Had the prisoner any questions to ask the witness? He shrugged his shoulders and smiled. No, he had none. Other formalities followed—curt, decent, all in order. A stranger coming in, ignorant of the issue, would have thought that the matter at stake was trivial. The President’s eye was already collecting the votes of the other members of the Court, when I intervened. I stood forward. I desired to say something.

“Be short, sir. On what point?”

The prisoner’s admirable and humane conduct to me, which by preserving my life had directly wrought his undoing. I desired some delay, and a reference to Lord Cornwallis—

“The matter is irrelevant to the charge,” the President said, stopping me harshly. “You can stand back, sir. Stand back!”
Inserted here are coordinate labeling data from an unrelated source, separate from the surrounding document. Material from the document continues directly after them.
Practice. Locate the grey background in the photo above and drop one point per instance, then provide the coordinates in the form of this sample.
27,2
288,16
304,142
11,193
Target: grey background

Finding—guilty. Sentence—in the usual form. Execution—within twenty-four hours. All subject to confirmation by the acting Commander-in-Chief.

“The Court is closed.”

I have but sketched the scene, having no heart for more and no wish to linger over it. There are hours so painful and situations so humiliating that the memory shrinks from traversing the old ground. Wilmer, on his side, had no ground for hope, and so could bear himself bravely and with an effort could add magnanimity to courage. He could smile on me, call me “Major” in the old tone, banter me grimly. But my part was harder. To meet his eyes, aware of the return I had made; to know that I, whose life he had saved and whom he had taken to his home, had doomed him to an ignominious death; to shrink from the compassionate looks of friends and the curious gaze of those who scented a new sensation and enjoyed it; and as a background to all this to see in fancy the ashen face and woful eyes of the girl I loved and had orphaned, the girl who far away in that peaceful scene knew nothing of what was passing here—with all this was it wonderful that when I went back to my quarters Paton refused to leave me?